I think a lot of IT departments are under renewed pressure to optimize their IT investments, and in lack of better strategies, they focus on the one thing right under their noses: We buy a lot of stuff, we’re not sure how, we never know where it is or where it ends up, we don’t know how much it costs, how often we provide support on it and how often we repair on it... So they fire up a CMDB project and the 18 months it takes to make it all work forms a welcomed refuge. But when the 18 months are gone and the CMDB doesn't really deliver, the organization realizes that this should definitely not be their core competence and calls IBM or Cap Gemini.

Do you have a well functioning CMDB beyond an asset directory? Then leave a comment and let us in on your secrets.

ITIL Scuba Diving

The other day somebody asked for my advice on a good ITIL v3 upgrade course. I'm the wrong guy to ask about that, but of course he couldn’t know that. To explain why I need to talk a little bit about one of my hobbies, scuba diving.

I scuba dive in my spare time and have a PADI certification. Actually I'm a Rescue Diver, which means that I've first taken an Open Water Course, then an Advanced Open Water Course and then a Rescue Diver Course. Total cost approx. $2000. And I could continue the courses: becoming a Dive Master, an Assistant Instructor, a Master Scuba Diver and so on. You get the picture.

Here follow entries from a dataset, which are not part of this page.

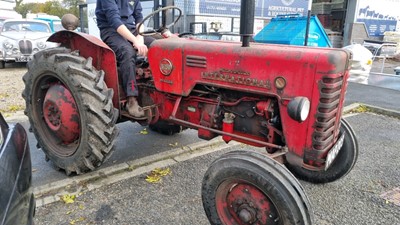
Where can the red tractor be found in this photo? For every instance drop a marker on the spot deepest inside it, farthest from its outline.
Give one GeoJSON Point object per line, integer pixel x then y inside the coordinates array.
{"type": "Point", "coordinates": [288, 99]}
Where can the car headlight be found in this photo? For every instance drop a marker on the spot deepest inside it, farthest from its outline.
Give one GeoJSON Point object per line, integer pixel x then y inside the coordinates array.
{"type": "Point", "coordinates": [7, 45]}
{"type": "Point", "coordinates": [299, 108]}
{"type": "Point", "coordinates": [41, 45]}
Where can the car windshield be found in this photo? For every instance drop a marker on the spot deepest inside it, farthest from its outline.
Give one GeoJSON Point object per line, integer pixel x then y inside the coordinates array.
{"type": "Point", "coordinates": [57, 26]}
{"type": "Point", "coordinates": [25, 26]}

The courses are a lot of fun, and there's a good deal of hands-on training. First time you descend to 30 meters below (in the dark Nordic seas) and suffers from the Martini effect it's good to have a trained professional with you. But part of me is also skeptical about the courses and their costs. For every one good thing you pick up, there are 10 things you will never need. Or when you need them you’ve forgot everything about them. A large ingredient in the courses are preparations for multiple-choice questionnaires. This only serves for certification and preparation for the next level. You will rarely learn anything from it. And beside a good deal of hands-on, there's still too much classroom training. It seems like PADI somehow have to justify the price of the course by spending a lot of time on theory. Everybody, including the instructor, are only thinking about getting it over with, so you can suit up and get in.

From my perspective PADI and ITIL training are very similar apart from three things:
1) the ITIL training scheme is much more complex
2) There's no hands-on in ITIL training
3) ITIL training is never ever any fun.